What does the "evenly" in the term "evenly covered neighborhood" signify?
Because $p:C\to X$ is surjective and continuous, every open set $U$ in $X$ is covered by its preimage $p^{-1}(U)$ (which is open): here covered means that $p(V)=U$. The adjective evenly is used to mean that $p^{-1}(U)$ is a disjoint union of open sets $U_i$, all homeomorphic to $U$ under $p$; that is, each $p:U_i \longrightarrow U$ an homeomorphism.

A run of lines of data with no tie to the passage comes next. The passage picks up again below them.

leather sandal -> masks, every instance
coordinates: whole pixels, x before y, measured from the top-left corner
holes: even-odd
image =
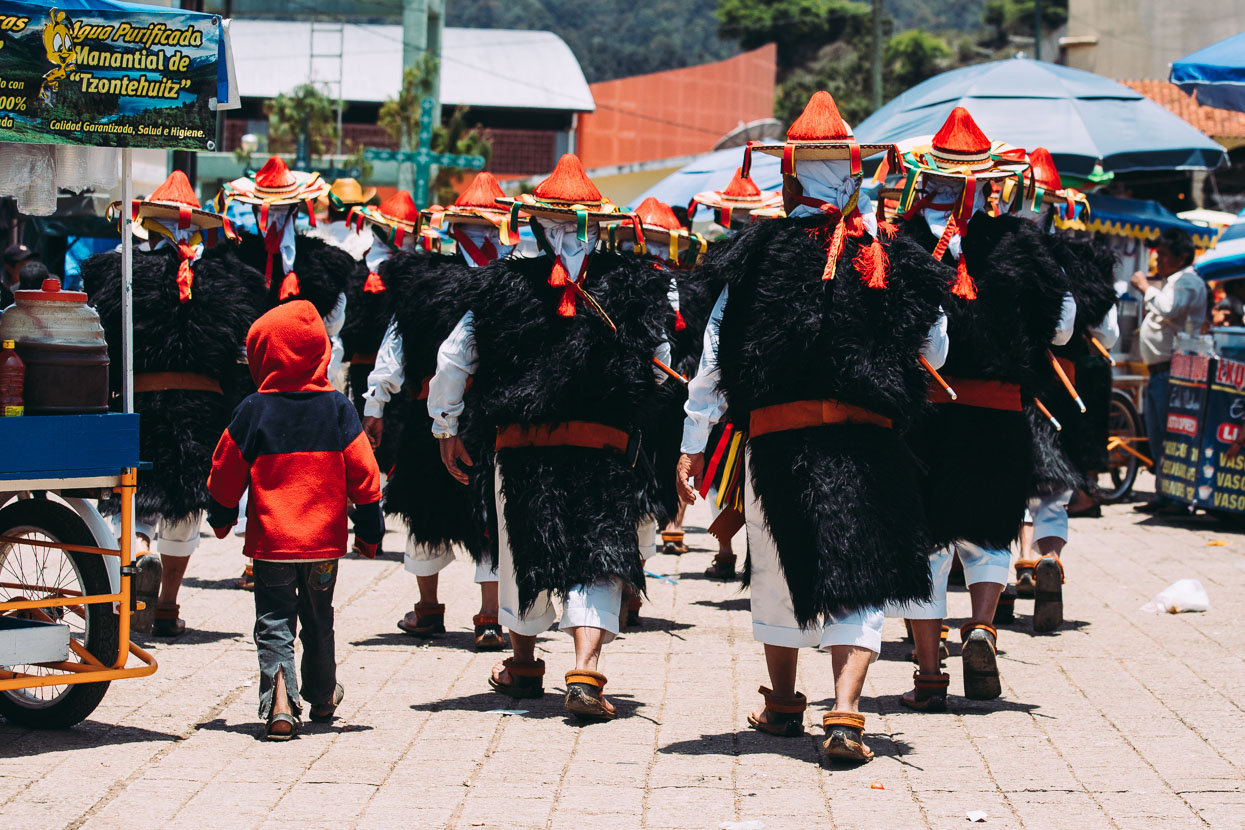
[[[946,712],[946,689],[951,686],[951,676],[921,674],[913,672],[913,691],[899,698],[899,702],[916,712]]]
[[[904,625],[908,626],[908,641],[913,642],[913,623],[910,623],[908,620],[904,620]],[[942,631],[939,632],[937,662],[940,663],[951,656],[951,650],[947,648],[946,646],[946,637],[950,633],[951,633],[951,627],[947,625],[944,625]],[[916,662],[915,645],[913,646],[913,650],[908,653],[908,660],[910,660],[914,663]]]
[[[1047,554],[1033,574],[1033,631],[1055,631],[1063,625],[1063,562]]]
[[[415,620],[411,620],[411,617]],[[416,602],[415,609],[397,621],[397,627],[412,637],[431,637],[446,633],[444,602]]]
[[[1037,567],[1036,559],[1017,559],[1016,560],[1016,596],[1031,597],[1033,596],[1035,587],[1035,575],[1033,569]]]
[[[507,657],[502,661],[502,671],[510,676],[509,683],[503,683],[497,667],[488,676],[488,684],[494,692],[508,694],[514,698],[538,698],[544,694],[544,661],[543,660],[515,660]]]
[[[496,613],[477,613],[471,621],[476,626],[476,651],[502,651],[505,648],[505,632],[502,631]]]
[[[152,623],[153,637],[181,637],[186,633],[186,620],[177,616],[179,605],[157,605],[156,622]]]
[[[1002,694],[998,683],[998,632],[982,620],[960,626],[960,660],[964,661],[964,697],[992,701]]]
[[[662,530],[661,531],[661,553],[670,556],[681,556],[687,553],[687,545],[684,544],[684,531],[682,530]]]
[[[822,754],[835,760],[867,764],[873,752],[864,744],[864,716],[859,712],[827,712],[822,716],[825,742]]]
[[[778,738],[798,738],[804,734],[804,712],[808,709],[808,698],[804,697],[803,692],[789,696],[778,694],[764,686],[757,691],[766,699],[764,719],[757,719],[748,714],[749,727]]]
[[[735,554],[715,554],[713,564],[705,570],[705,576],[716,580],[733,580],[735,561]]]
[[[278,724],[281,724],[284,728],[278,729]],[[295,716],[286,714],[285,712],[274,712],[268,716],[268,724],[264,727],[264,738],[268,740],[289,740],[299,734],[299,727],[301,725]]]
[[[1016,586],[1008,585],[998,595],[998,605],[995,606],[995,625],[1005,626],[1016,622]]]
[[[315,720],[316,723],[331,723],[332,716],[337,712],[337,707],[341,706],[341,702],[342,699],[345,699],[345,697],[346,697],[346,687],[342,686],[341,683],[335,684],[332,687],[332,702],[312,706],[311,711],[308,713],[308,717]]]
[[[599,723],[619,717],[618,709],[605,698],[605,674],[586,668],[566,672],[566,712],[580,720]]]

The example to have in mind is where $X$ is the unit circle $S^1\subseteq\Bbb{C}$ and where $p : \Bbb{R} \to S^1$ is defined by $p(z) \mapsto e^{2\pi i z}$. This $p$ is a covering projection: every $x \in X$ has a neighbourhood that is evenly covered by $p$. The pre-image $p^{-1}(U)$ of a small open arc $U$ symmetric around $1 \in S^1$ is the disjoint union $\ldots (-1 -\epsilon, -1 + \epsilon) \cup (-\epsilon, \epsilon) \cup (1-\epsilon, 1+\epsilon) \cup \ldots$ of open sets $(i-\epsilon, i+\epsilon)$, $i \in \Bbb{Z}$, each of which is mapped homeomorphically onto $U$.

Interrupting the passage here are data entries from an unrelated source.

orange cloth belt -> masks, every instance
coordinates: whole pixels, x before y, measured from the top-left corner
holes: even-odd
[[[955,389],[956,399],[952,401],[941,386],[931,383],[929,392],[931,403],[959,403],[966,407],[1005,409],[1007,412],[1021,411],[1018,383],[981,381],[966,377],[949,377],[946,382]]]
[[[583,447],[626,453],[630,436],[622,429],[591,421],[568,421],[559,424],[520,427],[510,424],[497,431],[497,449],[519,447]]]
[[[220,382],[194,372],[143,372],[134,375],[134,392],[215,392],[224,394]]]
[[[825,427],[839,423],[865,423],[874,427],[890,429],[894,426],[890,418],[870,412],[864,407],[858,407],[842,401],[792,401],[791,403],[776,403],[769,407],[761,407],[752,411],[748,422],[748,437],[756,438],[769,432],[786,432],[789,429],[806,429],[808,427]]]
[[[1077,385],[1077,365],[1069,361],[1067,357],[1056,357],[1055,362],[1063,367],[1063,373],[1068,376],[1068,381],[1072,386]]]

Now let $q : \Bbb{R}_{\ge0} \to S^1$ be the restriction of $p$ to the non-negative reals and consider the pre-image $q^{-1}(U)$ of our small open arc $U$: $q^{-1}(U)$ is the disjoint union $[0, \epsilon) \cup (1-\epsilon, 1+\epsilon) \cup (2-\epsilon, 2+\epsilon) \cup \ldots$. So $q$ does not evenly cover $U$ because the component $[0, \epsilon)$ of $q^{-1}(U)$ is not mapped homeomorphically to $U$. Important properties likes path-lifting that hold for $p$ will fail for $q$, because the local properties of $\Bbb{R}_{\ge0}$ at $0$ are different from the local properties at other points of $q^{-1}(1)$. The word "evenly" emphasises the requirement that each point in $p^{-1}(x)$ has the same local properties.